Riformare la medicina territoriale per rendere la professione del medico di base più attrattiva e moderna. È questo l’obiettivo della proposta di legge presentata dalla consigliera regionale Anna Maria Bigon (Partito Democratico) e ora all’esame del Parlamento, che punta a trasformare la medicina generale in una vera e propria specializzazione universitaria.
Durante la conferenza stampa tenutasi alla Costa in Bra, in Piazza Bra a Verona, Bigon ha ricordato come la pandemia abbia mostrato la centralità del medico di famiglia, “primo presidio di salute per i cittadini”, ma anche la necessità di una formazione aggiornata e strutturata a livello accademico.
Accanto a lei Guglielmo Frapporti, medico di famiglia in pensione ed ex segretario provinciale della Fimmg Veronese, candidato alle regionali per il Pd.
📉 Un quadro preoccupante in Veneto
Dal 2019 al 2024 il numero dei medici di medicina generale in Veneto è sceso da 3.094 a 2.743, con un calo dell’11%. Gli incarichi vacanti sfiorano quota duemila e il rapporto medio è arrivato a 1.550 pazienti per medico, superando i limiti fissati dall’Accordo collettivo nazionale.
Il trend negativo riguarda anche i pediatri, scesi da 549 a 489, mentre l’età media dei medici di famiglia continua a crescere: oltre il 60% ha più di vent’anni di servizio.
Frapporti ha sottolineato come “il declino delle cure primarie e dei servizi socio-sanitari in Veneto stia procedendo più velocemente che altrove”, individuando nel piano sanitario regionale del 2012 – con la chiusura delle lungodegenze e di molti ospedali territoriali – il punto di svolta. Da allora, il carico sui medici di famiglia è cresciuto in modo esponenziale, soprattutto per i pazienti anziani e cronici, mentre metà dei professionisti lavora ancora in solitudine, senza personale di supporto.
🎓 Una specializzazione universitaria
La proposta di legge prevede la creazione di un percorso universitario quadriennale di Medicina Generale, di Comunità e Cure Primarie, con borse di studio equiparate alle altre specializzazioni e l’istituzione, in ogni Ateneo, di un dipartimento integrato Università–Servizio sanitario regionale.
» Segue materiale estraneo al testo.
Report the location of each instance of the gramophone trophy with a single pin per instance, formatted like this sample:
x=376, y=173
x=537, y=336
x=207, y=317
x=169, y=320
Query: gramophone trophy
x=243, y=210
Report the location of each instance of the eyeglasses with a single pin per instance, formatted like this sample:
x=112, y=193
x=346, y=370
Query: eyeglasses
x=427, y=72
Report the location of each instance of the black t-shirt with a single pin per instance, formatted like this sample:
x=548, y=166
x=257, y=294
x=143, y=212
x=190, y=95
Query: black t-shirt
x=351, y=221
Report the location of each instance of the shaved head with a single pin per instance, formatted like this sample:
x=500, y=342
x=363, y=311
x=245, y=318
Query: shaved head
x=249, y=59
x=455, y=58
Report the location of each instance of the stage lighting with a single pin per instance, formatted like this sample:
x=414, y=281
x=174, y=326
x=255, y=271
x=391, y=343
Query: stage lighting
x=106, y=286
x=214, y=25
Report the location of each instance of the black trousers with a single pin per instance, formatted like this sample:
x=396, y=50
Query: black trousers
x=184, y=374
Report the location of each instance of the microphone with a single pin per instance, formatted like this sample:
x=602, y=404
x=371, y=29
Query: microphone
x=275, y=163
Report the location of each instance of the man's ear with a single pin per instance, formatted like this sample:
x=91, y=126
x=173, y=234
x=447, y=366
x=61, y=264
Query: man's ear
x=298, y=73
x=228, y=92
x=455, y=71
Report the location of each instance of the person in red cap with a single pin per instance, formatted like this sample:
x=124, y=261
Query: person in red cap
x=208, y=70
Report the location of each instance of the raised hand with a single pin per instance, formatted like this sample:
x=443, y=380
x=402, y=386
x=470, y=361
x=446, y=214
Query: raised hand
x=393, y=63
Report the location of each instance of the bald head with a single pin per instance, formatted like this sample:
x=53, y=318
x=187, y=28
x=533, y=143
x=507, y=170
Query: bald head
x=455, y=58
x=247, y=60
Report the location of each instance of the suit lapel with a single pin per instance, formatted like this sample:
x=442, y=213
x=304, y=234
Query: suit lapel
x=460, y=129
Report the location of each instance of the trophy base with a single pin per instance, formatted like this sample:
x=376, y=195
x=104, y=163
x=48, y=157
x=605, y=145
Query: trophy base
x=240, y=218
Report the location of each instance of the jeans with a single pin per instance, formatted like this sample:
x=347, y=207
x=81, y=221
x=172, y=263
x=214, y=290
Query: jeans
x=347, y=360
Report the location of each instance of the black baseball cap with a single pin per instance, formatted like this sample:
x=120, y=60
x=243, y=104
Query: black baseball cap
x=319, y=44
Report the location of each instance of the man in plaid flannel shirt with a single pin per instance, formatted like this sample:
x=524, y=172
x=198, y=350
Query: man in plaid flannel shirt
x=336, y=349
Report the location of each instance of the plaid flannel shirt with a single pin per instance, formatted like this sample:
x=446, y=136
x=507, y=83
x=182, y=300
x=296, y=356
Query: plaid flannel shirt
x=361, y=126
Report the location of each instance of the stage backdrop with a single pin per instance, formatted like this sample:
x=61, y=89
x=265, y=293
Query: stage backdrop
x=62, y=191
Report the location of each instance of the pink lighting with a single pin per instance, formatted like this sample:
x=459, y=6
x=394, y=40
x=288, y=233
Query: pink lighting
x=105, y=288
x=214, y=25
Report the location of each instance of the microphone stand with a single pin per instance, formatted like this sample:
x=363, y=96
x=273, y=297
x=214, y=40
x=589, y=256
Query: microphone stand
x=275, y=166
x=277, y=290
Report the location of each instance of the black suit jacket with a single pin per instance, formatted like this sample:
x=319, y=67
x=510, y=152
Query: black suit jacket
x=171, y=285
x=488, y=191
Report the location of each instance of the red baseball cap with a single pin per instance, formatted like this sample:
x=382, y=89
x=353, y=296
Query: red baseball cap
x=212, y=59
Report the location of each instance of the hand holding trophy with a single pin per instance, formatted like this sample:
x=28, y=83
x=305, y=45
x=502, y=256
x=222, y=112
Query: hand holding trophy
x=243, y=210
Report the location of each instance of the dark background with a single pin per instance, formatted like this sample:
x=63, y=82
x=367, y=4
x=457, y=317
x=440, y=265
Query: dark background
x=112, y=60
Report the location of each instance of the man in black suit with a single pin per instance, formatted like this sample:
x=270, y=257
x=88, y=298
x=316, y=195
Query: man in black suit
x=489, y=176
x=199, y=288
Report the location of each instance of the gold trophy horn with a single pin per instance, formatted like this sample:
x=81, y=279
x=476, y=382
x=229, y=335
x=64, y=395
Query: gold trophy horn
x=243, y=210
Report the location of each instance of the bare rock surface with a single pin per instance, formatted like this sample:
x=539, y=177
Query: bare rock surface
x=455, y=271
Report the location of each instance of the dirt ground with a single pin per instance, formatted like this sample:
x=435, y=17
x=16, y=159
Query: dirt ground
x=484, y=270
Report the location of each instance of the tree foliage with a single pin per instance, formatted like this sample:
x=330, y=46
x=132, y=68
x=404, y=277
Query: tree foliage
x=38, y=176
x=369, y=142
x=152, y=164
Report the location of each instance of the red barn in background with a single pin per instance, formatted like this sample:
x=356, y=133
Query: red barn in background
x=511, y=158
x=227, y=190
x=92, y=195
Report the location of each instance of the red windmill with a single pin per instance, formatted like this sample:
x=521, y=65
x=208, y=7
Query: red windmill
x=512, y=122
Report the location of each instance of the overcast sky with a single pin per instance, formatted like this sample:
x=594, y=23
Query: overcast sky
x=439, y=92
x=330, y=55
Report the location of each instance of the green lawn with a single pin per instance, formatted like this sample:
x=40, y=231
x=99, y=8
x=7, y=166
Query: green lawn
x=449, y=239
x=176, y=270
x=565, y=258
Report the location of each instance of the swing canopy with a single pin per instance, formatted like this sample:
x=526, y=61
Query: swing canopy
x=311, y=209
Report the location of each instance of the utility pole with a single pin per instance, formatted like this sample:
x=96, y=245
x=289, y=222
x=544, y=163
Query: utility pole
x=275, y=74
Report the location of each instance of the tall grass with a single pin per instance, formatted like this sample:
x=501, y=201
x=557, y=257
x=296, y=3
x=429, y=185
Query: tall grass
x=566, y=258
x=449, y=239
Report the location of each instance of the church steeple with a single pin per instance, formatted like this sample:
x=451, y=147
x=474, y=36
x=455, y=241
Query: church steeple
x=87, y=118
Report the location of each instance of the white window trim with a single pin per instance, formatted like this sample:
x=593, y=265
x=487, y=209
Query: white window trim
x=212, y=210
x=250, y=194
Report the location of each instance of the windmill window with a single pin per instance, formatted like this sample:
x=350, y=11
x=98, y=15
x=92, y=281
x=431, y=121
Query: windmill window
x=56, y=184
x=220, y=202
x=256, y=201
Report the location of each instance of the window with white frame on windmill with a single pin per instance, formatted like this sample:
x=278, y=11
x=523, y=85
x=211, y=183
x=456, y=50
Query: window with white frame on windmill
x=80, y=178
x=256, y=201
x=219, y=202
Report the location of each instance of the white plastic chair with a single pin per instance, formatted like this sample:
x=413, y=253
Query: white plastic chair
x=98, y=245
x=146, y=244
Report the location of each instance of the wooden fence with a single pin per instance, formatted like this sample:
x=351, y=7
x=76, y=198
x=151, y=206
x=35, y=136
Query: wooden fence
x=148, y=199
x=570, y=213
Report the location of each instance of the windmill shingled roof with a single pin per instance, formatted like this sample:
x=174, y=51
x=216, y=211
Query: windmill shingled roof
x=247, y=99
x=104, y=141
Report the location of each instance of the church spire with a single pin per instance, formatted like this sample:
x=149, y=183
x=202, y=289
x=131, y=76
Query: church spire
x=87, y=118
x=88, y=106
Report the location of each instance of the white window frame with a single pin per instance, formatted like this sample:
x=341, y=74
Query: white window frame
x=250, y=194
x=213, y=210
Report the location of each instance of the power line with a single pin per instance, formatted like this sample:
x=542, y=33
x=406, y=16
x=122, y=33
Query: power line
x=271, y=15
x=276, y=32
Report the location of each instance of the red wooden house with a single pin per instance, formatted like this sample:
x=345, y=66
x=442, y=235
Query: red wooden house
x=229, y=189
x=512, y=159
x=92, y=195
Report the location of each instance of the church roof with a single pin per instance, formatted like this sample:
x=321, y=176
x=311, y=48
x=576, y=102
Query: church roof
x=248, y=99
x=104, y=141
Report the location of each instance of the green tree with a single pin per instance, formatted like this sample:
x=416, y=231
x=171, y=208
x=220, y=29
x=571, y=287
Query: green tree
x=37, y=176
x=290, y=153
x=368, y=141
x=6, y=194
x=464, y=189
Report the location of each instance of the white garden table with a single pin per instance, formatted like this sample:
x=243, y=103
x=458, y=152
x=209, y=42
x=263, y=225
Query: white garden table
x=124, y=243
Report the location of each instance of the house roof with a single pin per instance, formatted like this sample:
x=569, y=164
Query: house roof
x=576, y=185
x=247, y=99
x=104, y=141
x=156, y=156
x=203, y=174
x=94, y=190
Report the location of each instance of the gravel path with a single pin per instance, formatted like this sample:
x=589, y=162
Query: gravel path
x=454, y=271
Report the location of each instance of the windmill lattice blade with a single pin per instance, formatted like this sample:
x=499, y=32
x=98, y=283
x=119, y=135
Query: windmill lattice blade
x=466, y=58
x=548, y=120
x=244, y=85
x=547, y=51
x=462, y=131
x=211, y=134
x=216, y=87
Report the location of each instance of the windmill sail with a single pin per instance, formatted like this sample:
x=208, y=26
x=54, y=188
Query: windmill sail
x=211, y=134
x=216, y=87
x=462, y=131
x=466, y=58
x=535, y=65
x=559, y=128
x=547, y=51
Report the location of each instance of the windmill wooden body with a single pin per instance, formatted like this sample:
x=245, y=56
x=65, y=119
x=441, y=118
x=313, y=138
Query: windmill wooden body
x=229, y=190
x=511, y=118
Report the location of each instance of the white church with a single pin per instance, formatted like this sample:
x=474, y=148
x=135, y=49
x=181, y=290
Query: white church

“L’obiettivo – spiega Bigon – è formare professionisti altamente qualificati, con reali opportunità di carriera e riconoscimento accademico, restituendo prestigio e motivazione a una figura centrale per la sanità pubblica”.
🏥 Benefici e prospettive
Secondo la consigliera, la riforma porterebbe un allineamento agli standard europei, ridurrebbe la fuga di giovani medici verso altri Paesi e rafforzerebbe la medicina di prossimità, alleggerendo gli ospedali. In Veneto, infatti, oltre il 50% degli accessi ai pronto soccorso è in codice bianco, segnale evidente della necessità di un sistema territoriale più efficiente.
🗳️ L’appello al Parlamento
Bigon ha infine sollecitato il Parlamento ad approvare rapidamente la riforma, definendo la medicina di famiglia “un pilastro del Servizio sanitario nazionale” e sottolineando che difenderla significa garantire ai cittadini un sistema sanitario pubblico “più vicino, giusto e sostenibile”.